July 20, 2015 • Jobs, News

101 blue collar contract worker jobs have been lost at Australian naval shipbuilder ASC due to the gradual winding down of the Air Warfare Destroyer (AWD) project and the uncertainty over whether the next generation of submarines will be built at the company’s construction facilities in Osborne, WA.

1200px-HMAS_Hobart_under_construction_April_2015

Image credit: Wikimedia Commons

The company said that affected worker positions included boilermakers, welders and pipefitters, all of whom were employed on the AWD Project.
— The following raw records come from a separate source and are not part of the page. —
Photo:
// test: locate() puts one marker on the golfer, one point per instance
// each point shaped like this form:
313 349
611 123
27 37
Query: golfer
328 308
The latest cuts at the state-owned shipbuilder brings the total tally of layoffs across Australia’s shipbuilding industry to more than 500 this year alone, renewing calls for the Federal Government to move quickly and commit to a continuous naval shipbuilding program.

Defence Industries Minister Martin Hamilton-Smith said the Federal Government’s indecisiveness over defence procurement was hurting Australia’s major shipbuilders and their workforce.

“This news is extremely disappointing for the workers and their families. Federal Government indecision on defence procurement is causing job losses at Melbourne based BAE Systems Australia, Newcastle based Forgacs and Adelaide based ASC,” Mr Hamilton-Smith said.

“The State Government is supportive of ASC’s endeavours to improve productivity. However consistent job losses underline the need for the right decisions to be made in Canberra about submarines and surface ships. The Federal Government must provide Australia’s defence industry with clarity and immediately rule out an overseas or hybrid build.”

Commenting on Tony Abbott’s announcement that he will soon release a plan to restructure shipbuilding in Australia to avoid further layoffs, Mr Hamilton-Smith said the plan must include a “firm commitment ”to back Australia’s naval shipbuilding capabilities and to support Australian workers and their families, small business and defence industries.”

“What we need now from the Federal Government is the delivery of a 30 year continuous strategic ship building plan for Australia to rescue an industry which is hanging on for survival. $250 billion worth of naval shipbuilding work is at stake over the next 30 years. Economic modelling shows that there are 120,000 man-years of work at risk if the Federal Government decides to send the submarine build overseas,” the Minister said.

“South Australia is the centre for excellence in naval shipbuilding, underpinned by our highly skilled workers. Our next generation of submarines and Future Frigates must be built in Australia, by Australian workers, to defend Australia.”